Nach mehrjährigen Erneuerungsarbeiten wurde im Juni dieses Jahres das ehemalige Restaurant der Weißenseer Stadthalle in der Pistoriusstraße dem Verein Frei-Zeit- Haus e.V. zur Nutzung übergeben. Ein bedeutendes Zeugnis der vorstädtischen Entwicklung Weißensees ist wiederhergestellt, mit ihm zugleich der nach Kriegszerstörungen einzig verbliebene Rest der früheren Gemeindeturnund Festhalle.

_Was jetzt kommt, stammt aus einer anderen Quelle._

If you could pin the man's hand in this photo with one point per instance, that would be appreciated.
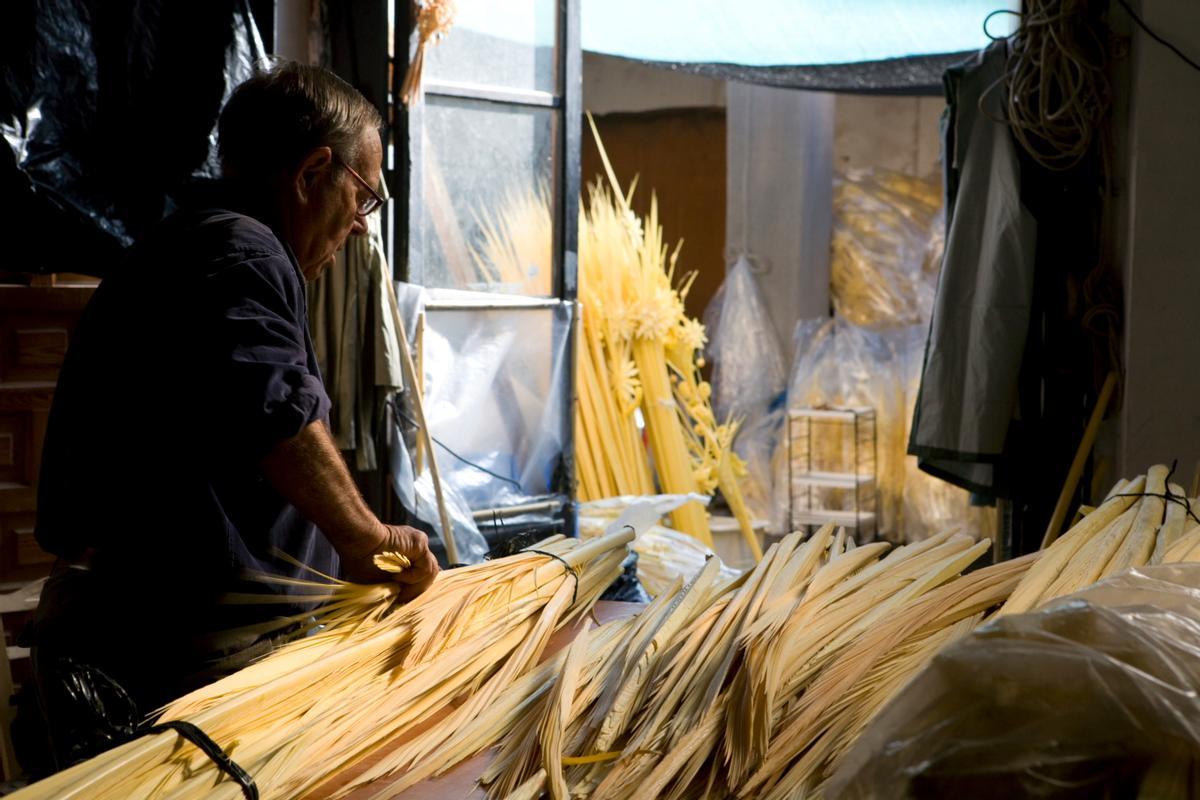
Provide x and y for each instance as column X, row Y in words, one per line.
column 409, row 542
column 310, row 473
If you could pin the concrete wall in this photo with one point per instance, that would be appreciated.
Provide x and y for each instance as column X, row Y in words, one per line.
column 897, row 133
column 1158, row 131
column 612, row 84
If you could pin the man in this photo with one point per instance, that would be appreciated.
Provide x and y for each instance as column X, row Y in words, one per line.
column 187, row 447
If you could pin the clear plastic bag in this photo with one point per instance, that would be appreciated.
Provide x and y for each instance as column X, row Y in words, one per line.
column 749, row 379
column 843, row 365
column 881, row 230
column 1095, row 695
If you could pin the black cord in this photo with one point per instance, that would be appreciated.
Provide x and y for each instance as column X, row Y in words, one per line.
column 1158, row 38
column 570, row 570
column 466, row 461
column 1168, row 495
column 213, row 750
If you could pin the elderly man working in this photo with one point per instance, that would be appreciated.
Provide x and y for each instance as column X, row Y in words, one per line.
column 187, row 447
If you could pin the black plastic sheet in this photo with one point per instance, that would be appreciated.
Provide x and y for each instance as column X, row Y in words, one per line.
column 918, row 74
column 107, row 108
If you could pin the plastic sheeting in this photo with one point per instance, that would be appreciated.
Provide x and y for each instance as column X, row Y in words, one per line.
column 495, row 400
column 886, row 254
column 749, row 379
column 1096, row 695
column 106, row 109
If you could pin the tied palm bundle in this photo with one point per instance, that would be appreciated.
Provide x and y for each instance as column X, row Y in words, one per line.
column 641, row 349
column 1134, row 525
column 516, row 248
column 375, row 673
column 753, row 686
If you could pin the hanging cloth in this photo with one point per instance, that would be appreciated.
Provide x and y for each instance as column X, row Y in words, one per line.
column 351, row 319
column 982, row 311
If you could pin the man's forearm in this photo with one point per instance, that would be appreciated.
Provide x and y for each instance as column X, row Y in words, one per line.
column 310, row 473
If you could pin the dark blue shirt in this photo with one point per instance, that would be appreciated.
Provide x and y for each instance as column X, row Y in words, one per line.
column 190, row 364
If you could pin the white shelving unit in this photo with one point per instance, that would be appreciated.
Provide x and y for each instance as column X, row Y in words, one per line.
column 832, row 469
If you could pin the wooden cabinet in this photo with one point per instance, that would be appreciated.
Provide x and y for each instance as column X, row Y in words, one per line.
column 35, row 326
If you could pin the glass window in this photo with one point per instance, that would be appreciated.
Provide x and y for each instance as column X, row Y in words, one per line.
column 483, row 218
column 505, row 43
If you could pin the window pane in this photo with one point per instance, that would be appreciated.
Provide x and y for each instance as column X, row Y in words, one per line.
column 483, row 217
column 498, row 42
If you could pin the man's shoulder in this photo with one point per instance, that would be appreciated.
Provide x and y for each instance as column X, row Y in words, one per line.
column 221, row 234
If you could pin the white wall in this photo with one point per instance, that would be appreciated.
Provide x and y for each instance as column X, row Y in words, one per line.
column 1161, row 197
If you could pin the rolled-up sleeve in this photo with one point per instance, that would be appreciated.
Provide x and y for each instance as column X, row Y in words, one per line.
column 267, row 386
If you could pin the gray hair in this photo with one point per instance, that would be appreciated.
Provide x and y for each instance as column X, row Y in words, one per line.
column 279, row 116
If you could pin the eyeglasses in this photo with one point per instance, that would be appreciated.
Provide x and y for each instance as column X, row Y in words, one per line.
column 369, row 205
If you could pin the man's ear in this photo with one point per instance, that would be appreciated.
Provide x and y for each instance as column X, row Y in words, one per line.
column 312, row 169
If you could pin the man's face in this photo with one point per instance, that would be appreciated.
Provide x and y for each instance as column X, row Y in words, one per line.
column 330, row 212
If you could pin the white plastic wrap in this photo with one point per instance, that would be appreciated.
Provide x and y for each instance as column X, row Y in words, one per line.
column 749, row 379
column 663, row 553
column 495, row 401
column 1096, row 695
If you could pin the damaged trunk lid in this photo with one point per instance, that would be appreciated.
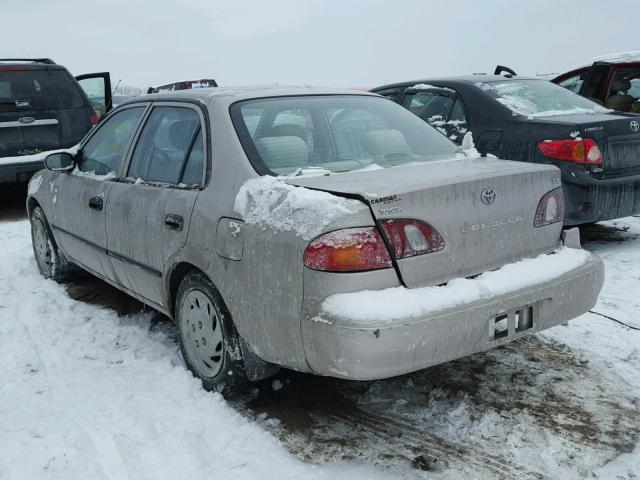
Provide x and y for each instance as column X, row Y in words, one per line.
column 483, row 208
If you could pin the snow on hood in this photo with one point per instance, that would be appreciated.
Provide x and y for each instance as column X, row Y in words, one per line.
column 271, row 203
column 399, row 303
column 508, row 96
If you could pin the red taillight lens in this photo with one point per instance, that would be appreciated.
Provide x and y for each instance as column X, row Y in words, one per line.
column 550, row 209
column 583, row 151
column 412, row 237
column 348, row 250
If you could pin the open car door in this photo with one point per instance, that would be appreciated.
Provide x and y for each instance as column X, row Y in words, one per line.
column 97, row 86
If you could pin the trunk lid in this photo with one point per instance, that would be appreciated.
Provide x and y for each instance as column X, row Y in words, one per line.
column 617, row 135
column 448, row 195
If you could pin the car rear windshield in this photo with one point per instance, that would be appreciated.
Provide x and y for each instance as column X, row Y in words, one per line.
column 538, row 98
column 37, row 90
column 334, row 133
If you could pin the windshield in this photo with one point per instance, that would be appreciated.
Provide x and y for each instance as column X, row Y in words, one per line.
column 539, row 98
column 326, row 134
column 37, row 90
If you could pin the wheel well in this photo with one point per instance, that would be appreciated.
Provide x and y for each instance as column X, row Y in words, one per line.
column 177, row 275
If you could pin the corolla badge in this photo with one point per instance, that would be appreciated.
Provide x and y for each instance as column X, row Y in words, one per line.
column 26, row 120
column 488, row 196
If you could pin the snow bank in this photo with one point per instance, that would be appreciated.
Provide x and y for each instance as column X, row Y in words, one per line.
column 271, row 203
column 400, row 303
column 87, row 394
column 38, row 157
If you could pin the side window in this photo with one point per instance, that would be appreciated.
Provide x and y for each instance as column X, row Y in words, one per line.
column 457, row 113
column 573, row 83
column 165, row 144
column 195, row 163
column 456, row 126
column 415, row 101
column 432, row 106
column 105, row 150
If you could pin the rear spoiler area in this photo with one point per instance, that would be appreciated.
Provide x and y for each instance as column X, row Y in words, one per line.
column 500, row 69
column 48, row 61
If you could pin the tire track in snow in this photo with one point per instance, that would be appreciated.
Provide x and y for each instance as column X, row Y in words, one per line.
column 107, row 452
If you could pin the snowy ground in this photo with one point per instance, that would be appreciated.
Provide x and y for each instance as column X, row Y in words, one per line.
column 90, row 387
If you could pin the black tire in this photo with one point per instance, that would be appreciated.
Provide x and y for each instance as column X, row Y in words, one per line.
column 50, row 260
column 220, row 370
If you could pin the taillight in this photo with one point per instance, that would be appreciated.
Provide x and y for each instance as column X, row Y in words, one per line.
column 412, row 237
column 583, row 151
column 550, row 208
column 348, row 250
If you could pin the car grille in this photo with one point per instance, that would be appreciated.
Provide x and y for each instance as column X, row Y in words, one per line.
column 622, row 156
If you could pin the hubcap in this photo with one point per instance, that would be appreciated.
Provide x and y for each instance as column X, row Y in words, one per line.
column 41, row 245
column 202, row 333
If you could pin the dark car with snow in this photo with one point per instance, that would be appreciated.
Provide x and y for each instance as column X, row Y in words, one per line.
column 42, row 108
column 321, row 230
column 611, row 80
column 533, row 120
column 184, row 85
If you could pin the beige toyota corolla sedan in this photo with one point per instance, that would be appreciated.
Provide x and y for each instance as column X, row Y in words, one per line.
column 326, row 231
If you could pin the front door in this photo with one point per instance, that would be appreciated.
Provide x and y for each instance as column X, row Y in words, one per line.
column 149, row 211
column 82, row 195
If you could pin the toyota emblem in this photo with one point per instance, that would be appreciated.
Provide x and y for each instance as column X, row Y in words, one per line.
column 488, row 196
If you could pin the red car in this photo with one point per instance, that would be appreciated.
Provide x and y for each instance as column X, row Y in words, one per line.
column 612, row 81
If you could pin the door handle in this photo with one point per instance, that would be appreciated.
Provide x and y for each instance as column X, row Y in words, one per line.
column 96, row 203
column 174, row 222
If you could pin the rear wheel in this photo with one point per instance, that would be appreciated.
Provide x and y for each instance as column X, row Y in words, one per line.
column 50, row 260
column 208, row 340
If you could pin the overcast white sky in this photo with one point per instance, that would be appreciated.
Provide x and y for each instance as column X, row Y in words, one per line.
column 322, row 42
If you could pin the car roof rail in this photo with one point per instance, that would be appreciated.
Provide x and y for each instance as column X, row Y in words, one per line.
column 32, row 60
column 501, row 68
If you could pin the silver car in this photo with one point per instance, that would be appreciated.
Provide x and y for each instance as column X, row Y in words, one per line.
column 321, row 230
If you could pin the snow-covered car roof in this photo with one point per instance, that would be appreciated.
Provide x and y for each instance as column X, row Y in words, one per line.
column 246, row 92
column 620, row 57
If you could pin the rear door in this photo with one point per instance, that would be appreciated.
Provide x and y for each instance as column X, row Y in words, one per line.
column 82, row 199
column 149, row 210
column 97, row 86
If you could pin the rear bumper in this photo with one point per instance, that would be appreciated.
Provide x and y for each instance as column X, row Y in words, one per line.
column 19, row 172
column 592, row 200
column 357, row 350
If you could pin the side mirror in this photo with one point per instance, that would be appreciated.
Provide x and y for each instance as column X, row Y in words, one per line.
column 59, row 162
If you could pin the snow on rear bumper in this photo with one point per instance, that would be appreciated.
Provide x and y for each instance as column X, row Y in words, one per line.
column 361, row 347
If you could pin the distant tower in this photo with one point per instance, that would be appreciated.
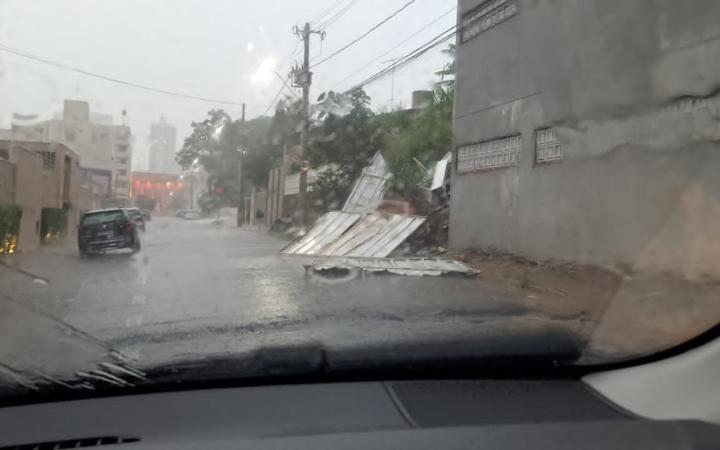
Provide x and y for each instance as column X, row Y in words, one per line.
column 163, row 138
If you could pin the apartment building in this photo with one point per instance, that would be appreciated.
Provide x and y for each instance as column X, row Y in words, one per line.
column 101, row 144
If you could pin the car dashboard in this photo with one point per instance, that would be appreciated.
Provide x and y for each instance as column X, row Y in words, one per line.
column 433, row 414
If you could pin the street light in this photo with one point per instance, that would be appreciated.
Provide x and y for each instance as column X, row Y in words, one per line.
column 241, row 204
column 392, row 88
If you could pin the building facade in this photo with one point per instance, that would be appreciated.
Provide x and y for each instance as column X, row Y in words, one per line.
column 588, row 131
column 168, row 192
column 100, row 144
column 163, row 139
column 44, row 175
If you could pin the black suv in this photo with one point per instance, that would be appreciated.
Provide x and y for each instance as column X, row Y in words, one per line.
column 107, row 229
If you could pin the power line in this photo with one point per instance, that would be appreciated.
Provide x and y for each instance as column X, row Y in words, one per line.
column 413, row 55
column 337, row 15
column 327, row 11
column 425, row 27
column 277, row 96
column 353, row 42
column 40, row 59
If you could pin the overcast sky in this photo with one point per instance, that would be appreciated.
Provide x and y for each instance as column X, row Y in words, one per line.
column 208, row 48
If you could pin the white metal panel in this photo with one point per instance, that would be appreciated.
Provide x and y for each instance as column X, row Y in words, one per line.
column 369, row 189
column 327, row 228
column 362, row 231
column 400, row 266
column 389, row 237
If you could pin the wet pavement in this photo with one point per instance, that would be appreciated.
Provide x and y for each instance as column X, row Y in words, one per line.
column 198, row 289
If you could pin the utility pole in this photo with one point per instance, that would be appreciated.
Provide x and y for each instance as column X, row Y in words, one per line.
column 240, row 217
column 302, row 77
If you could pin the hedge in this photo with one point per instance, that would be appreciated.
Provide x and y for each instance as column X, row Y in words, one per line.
column 9, row 227
column 52, row 223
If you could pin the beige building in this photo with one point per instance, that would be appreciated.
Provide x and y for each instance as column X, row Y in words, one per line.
column 100, row 144
column 37, row 175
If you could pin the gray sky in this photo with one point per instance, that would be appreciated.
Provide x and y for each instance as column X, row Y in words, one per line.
column 208, row 48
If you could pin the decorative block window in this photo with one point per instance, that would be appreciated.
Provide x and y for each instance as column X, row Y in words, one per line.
column 547, row 146
column 485, row 16
column 503, row 152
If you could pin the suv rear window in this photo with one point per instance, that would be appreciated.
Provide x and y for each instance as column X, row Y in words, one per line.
column 101, row 217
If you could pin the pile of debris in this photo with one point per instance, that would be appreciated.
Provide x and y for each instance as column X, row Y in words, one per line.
column 361, row 237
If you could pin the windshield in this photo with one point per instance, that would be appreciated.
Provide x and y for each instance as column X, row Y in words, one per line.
column 94, row 218
column 342, row 187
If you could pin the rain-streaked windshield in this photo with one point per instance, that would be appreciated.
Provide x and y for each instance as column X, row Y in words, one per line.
column 352, row 188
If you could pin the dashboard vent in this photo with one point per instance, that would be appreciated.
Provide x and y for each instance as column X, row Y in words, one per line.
column 73, row 443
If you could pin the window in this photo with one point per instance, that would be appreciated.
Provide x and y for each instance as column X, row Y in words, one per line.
column 547, row 146
column 48, row 160
column 486, row 16
column 493, row 154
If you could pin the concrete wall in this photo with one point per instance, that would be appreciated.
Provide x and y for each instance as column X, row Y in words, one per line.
column 631, row 90
column 28, row 197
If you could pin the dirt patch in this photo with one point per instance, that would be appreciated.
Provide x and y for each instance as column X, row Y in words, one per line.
column 622, row 313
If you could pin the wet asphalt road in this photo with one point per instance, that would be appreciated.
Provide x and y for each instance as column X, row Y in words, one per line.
column 197, row 288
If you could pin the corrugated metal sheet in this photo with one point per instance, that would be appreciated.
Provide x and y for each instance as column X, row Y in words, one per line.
column 326, row 230
column 381, row 242
column 400, row 266
column 341, row 233
column 369, row 189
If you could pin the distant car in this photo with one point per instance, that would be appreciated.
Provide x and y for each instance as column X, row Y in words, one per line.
column 107, row 229
column 188, row 214
column 137, row 216
column 146, row 214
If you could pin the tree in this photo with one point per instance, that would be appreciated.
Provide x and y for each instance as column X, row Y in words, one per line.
column 427, row 138
column 219, row 144
column 345, row 144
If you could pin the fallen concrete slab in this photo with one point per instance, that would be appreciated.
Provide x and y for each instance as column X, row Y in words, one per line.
column 418, row 267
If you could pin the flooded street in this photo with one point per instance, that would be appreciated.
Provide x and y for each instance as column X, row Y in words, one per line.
column 200, row 288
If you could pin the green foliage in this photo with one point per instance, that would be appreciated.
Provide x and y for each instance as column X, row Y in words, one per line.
column 10, row 216
column 52, row 223
column 346, row 143
column 223, row 147
column 425, row 138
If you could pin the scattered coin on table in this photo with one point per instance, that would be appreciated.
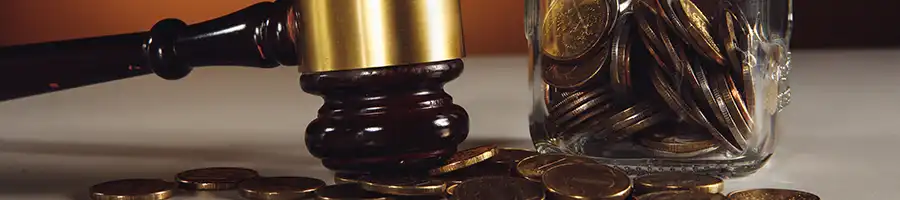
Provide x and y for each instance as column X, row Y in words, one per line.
column 279, row 188
column 465, row 158
column 213, row 178
column 132, row 189
column 677, row 181
column 478, row 173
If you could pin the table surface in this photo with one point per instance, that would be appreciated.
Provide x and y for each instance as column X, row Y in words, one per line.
column 839, row 136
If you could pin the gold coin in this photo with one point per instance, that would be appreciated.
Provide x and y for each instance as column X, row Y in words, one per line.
column 680, row 195
column 465, row 158
column 565, row 75
column 135, row 189
column 512, row 156
column 620, row 68
column 581, row 101
column 452, row 189
column 498, row 187
column 587, row 181
column 626, row 122
column 348, row 191
column 214, row 178
column 646, row 17
column 677, row 140
column 707, row 104
column 279, row 188
column 341, row 178
column 403, row 185
column 677, row 181
column 734, row 32
column 533, row 167
column 479, row 170
column 572, row 28
column 687, row 19
column 732, row 109
column 771, row 194
column 587, row 112
column 671, row 97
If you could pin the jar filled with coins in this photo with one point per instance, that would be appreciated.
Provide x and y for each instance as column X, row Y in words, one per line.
column 659, row 85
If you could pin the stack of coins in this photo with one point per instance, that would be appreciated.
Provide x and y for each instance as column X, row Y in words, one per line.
column 614, row 73
column 481, row 173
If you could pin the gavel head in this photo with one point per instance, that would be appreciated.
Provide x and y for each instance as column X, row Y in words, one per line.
column 380, row 66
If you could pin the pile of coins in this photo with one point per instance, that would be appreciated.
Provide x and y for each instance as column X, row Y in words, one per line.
column 612, row 72
column 481, row 173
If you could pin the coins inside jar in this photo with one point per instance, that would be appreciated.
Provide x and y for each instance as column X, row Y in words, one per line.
column 572, row 28
column 666, row 63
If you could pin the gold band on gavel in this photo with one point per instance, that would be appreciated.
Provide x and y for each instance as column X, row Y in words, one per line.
column 355, row 34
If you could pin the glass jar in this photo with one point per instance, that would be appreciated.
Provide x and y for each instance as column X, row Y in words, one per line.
column 659, row 85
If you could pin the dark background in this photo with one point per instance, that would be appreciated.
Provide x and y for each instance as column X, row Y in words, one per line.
column 491, row 26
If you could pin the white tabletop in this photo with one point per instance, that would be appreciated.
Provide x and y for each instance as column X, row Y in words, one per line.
column 839, row 136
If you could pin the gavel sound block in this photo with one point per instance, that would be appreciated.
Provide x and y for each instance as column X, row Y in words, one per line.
column 380, row 66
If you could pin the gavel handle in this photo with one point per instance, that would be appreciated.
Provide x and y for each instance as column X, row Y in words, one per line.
column 256, row 36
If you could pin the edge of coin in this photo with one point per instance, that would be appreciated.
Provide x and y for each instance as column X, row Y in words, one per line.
column 160, row 195
column 814, row 196
column 449, row 167
column 414, row 190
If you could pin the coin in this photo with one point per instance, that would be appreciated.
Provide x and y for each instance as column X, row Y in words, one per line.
column 279, row 188
column 563, row 75
column 347, row 191
column 582, row 102
column 678, row 140
column 620, row 68
column 465, row 158
column 342, row 177
column 214, row 178
column 583, row 113
column 689, row 21
column 736, row 105
column 452, row 189
column 506, row 155
column 572, row 28
column 771, row 194
column 646, row 18
column 734, row 36
column 729, row 107
column 677, row 181
column 498, row 187
column 403, row 185
column 478, row 170
column 712, row 104
column 634, row 118
column 680, row 195
column 533, row 167
column 587, row 181
column 672, row 98
column 136, row 189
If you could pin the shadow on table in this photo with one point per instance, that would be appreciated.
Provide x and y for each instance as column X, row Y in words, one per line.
column 70, row 168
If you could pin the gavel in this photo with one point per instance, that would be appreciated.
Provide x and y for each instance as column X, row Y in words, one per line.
column 379, row 65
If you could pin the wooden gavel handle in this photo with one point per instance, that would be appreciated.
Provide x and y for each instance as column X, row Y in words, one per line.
column 256, row 36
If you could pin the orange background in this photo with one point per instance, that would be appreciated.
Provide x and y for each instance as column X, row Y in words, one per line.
column 491, row 26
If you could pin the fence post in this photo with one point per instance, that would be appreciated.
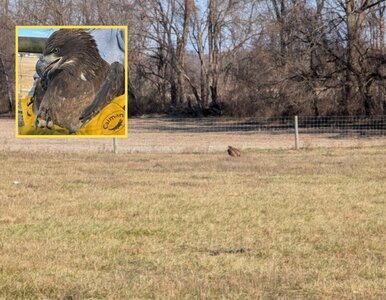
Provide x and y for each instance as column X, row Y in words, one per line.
column 296, row 133
column 115, row 145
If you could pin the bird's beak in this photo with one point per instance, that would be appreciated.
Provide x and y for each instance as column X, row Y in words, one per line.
column 47, row 63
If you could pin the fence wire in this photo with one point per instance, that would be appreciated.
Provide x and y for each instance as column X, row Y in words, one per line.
column 350, row 126
column 171, row 134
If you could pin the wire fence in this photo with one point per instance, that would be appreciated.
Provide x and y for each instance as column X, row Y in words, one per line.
column 171, row 134
column 350, row 126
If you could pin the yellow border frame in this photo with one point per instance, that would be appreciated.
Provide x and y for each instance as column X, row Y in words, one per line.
column 125, row 29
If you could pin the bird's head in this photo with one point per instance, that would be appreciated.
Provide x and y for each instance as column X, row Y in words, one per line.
column 67, row 48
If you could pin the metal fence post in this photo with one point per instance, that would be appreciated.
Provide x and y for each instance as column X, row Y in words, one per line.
column 296, row 133
column 115, row 145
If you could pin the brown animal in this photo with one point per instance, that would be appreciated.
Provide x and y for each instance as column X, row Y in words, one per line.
column 234, row 152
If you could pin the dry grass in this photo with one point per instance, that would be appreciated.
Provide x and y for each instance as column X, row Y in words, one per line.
column 307, row 224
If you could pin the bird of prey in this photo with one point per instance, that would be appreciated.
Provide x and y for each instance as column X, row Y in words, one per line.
column 233, row 151
column 75, row 82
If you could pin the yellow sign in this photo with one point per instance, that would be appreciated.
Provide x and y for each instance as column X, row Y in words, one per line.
column 109, row 121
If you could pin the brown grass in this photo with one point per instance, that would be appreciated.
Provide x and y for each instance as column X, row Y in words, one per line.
column 270, row 224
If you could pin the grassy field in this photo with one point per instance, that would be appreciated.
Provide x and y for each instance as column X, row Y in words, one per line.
column 306, row 224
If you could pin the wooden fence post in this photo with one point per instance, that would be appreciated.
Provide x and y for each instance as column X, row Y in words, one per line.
column 296, row 133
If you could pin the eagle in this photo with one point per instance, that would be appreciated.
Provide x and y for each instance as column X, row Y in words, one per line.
column 232, row 151
column 75, row 82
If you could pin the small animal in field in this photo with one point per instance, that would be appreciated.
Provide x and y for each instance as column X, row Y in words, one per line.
column 234, row 152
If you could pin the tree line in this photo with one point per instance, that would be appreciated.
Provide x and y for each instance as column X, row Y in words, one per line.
column 231, row 57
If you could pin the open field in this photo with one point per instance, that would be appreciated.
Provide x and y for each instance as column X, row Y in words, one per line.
column 282, row 223
column 143, row 139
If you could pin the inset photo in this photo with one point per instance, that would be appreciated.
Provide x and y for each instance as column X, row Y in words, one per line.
column 71, row 81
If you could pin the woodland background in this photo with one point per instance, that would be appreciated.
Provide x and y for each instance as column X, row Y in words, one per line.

Im September vor 90 Jahren ist sie eingeweiht worden.
     Die 1905 vollzogene Wiedervereinigung des Dorfes Weißensee mit seinem ehemaligen Gutsbezirk (Neu- Weißensee) war der Beginn einer etwa zehn Jahre dauernden Gemeinschaftsarbeit von Bürgermeister Carl Woelck (1868–1937) und Gemeindebaurat Carl James Bühring (1871–1936). Beide wollten Weißensee zu einem städtischen Gemeinwesen entwickeln, aus einem mehr proletarischen Wohnstandort einen allen Bevölkerungsschichten dienenden Lebensbereich machen. Sofort wurde die Planung für ein kommunales Zentrum in Angriff genommen. Das Ergebnis waren die vorerst auf Papier und im Modell vorgestellten Ideen für das Munizipalviertel, das Gemeindeforum.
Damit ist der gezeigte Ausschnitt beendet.